The funniest parts of the show is the way the "contestants" talk up this loser like he a God and how they have "sexy women" (a term used very loosely on VH1) teach them how to date. This show is pathetic, yet I find myself watching every week.

Love: ISH

I have recently discovered that i LOVE the suffix ISH. It's a great way to make harsh statement less harsh, exaggerate semi-good things and all around a fun thing to say. For example, my friends and I recently met an acquaintance's new girlfriend who was less than attractive. Being that it was a few glasses of wine into the night, I casually made the comment that she looked like a troll. (which she literally did, i think there was an illustration in my children's nursery rhyme book that featured her under a bridge) My friends all looked at me in horror, like I was the worst person alive, even though we were clearly all thinking it. So in order to soften the statement I added an ISH. "We'll she looks trollish"- and all was made better.

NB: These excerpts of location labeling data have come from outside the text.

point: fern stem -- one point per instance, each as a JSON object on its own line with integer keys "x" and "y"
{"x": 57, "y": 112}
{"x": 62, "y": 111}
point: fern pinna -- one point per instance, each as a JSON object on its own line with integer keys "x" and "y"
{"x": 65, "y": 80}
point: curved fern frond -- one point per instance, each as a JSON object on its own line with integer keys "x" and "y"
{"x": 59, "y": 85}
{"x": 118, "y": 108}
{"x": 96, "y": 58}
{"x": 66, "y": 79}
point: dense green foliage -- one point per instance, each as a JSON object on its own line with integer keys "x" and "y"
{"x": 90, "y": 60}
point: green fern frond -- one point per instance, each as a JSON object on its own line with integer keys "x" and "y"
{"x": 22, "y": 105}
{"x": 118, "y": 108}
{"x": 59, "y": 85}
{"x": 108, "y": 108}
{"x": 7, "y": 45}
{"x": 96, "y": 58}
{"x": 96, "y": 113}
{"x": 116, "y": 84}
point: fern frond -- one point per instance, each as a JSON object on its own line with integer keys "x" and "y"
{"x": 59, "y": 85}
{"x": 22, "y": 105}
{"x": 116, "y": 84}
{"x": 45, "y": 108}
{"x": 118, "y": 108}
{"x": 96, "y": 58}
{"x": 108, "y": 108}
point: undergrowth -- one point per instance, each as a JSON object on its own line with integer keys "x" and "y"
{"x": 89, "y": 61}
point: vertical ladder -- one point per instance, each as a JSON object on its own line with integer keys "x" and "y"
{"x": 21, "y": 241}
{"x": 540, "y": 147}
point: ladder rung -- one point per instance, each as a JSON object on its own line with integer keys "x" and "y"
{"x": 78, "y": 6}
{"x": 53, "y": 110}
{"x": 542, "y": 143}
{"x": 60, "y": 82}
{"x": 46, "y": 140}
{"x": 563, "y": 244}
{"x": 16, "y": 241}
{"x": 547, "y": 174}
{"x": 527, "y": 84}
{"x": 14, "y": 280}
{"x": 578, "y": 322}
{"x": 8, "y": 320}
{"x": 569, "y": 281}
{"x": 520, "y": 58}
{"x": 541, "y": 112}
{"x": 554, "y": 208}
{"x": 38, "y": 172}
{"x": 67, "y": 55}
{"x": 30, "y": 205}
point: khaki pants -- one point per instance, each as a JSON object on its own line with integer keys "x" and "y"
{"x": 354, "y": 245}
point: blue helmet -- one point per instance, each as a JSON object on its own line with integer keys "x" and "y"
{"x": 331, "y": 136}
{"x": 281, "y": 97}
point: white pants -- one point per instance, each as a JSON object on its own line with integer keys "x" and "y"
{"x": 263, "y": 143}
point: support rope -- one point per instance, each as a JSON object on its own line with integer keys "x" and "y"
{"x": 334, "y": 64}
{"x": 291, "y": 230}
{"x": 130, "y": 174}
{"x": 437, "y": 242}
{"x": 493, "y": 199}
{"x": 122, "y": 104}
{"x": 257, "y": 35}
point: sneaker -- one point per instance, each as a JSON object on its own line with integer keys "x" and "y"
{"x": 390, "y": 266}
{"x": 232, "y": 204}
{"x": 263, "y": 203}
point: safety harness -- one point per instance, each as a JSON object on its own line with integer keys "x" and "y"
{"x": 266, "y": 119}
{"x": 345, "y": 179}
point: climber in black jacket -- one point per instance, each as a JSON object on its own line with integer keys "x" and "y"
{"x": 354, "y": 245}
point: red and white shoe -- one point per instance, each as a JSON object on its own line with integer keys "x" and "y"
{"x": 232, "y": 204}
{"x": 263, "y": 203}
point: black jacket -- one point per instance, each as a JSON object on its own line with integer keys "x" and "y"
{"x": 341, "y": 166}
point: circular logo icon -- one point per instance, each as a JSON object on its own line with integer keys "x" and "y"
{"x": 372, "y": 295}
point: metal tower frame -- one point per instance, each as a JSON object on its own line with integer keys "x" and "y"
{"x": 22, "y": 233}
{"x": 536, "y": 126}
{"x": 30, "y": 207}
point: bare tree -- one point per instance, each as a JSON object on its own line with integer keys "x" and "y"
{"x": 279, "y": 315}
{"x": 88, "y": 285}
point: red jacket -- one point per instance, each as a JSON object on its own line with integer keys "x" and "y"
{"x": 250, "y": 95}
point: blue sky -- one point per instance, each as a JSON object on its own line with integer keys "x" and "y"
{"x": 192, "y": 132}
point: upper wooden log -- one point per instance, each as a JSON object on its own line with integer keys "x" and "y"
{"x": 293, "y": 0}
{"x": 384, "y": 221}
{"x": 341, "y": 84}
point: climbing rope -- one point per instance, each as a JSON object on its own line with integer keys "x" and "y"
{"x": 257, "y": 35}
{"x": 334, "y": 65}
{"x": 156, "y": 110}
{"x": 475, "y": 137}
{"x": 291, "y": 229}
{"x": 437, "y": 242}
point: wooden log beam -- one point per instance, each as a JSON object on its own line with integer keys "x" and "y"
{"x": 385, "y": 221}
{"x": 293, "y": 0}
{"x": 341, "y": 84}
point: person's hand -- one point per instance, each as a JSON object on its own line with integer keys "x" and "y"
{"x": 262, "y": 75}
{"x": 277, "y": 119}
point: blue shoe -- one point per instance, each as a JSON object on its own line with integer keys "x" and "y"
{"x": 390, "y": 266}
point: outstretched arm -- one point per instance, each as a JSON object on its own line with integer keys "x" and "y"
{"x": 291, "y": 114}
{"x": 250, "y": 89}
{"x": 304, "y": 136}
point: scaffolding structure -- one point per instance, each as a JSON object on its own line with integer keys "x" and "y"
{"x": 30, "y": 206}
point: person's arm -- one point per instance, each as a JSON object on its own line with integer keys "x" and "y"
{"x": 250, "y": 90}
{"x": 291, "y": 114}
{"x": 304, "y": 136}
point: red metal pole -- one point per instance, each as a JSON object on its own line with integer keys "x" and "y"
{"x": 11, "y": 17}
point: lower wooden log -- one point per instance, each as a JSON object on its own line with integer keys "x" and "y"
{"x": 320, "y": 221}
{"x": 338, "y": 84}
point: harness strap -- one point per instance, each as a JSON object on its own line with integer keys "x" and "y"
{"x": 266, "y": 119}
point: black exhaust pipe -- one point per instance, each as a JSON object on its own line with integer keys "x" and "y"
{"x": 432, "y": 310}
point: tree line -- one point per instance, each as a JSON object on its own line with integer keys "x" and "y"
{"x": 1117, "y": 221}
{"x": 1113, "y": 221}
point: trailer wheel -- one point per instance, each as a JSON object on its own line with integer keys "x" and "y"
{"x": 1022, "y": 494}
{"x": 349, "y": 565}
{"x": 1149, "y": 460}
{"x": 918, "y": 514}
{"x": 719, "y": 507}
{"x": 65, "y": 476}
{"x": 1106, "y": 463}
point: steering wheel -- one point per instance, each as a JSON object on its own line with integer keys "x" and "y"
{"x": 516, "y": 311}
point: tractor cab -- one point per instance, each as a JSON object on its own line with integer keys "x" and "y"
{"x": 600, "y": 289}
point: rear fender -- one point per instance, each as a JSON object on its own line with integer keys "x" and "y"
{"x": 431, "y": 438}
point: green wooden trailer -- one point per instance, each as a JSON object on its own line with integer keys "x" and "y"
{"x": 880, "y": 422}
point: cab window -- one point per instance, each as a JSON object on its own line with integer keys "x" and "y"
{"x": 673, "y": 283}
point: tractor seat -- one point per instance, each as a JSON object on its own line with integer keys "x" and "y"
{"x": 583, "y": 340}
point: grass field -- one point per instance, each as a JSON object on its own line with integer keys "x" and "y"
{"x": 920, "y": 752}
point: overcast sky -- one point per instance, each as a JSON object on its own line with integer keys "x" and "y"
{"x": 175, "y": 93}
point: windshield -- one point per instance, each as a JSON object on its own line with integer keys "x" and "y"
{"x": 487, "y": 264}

I also like to say I'm 20ish. It's so much better than saying im 23...

Tuesday, October 7, 2008

Hate: Patron

For about the past year or so no matter what bar I go out in, be it a club in NJ (eww I know) a lounge in NY or a pub in CT, the shot of choice for both guys and girls has become Parton. Since when did all of my college educated socially acceptable friends and acquaintances become wanna be rappers? I am not a girl that cannot handle her liquor so my problem with Patron is not its strength (although I have spent many rough Sundays in bed after a night of Parton and Pino) it is purely the fact that EVERYONE orders Patron because it has suddenly become the cool shot.

Nothing is more gross to be then being offered a shot while out by a cute guy and getting Parton! Do I look like my I want to be a video girl? NO Thanks I’ll pass. If you are trying to flash your money how about buying a real high class shot Johnny Walker Blue Perhaps? I may dump it down the bathroom sink (a la my favorite roommate) but at least I will respect you for not being a conformist. One of the most interesting thing about Patron is the fact that whenever I am out it seems to be the shot of choice the homebound, and by homebound I mean those people who despite being in their mid twenties still live at home with their parents. Here is a thought: cut back on the 10 Parton shots you take a week, save up that money/time and move out of your mom’s house. But I guess if I was salesman living with my parents at 25 I’d want to drink something strong enough to make me feel cool too.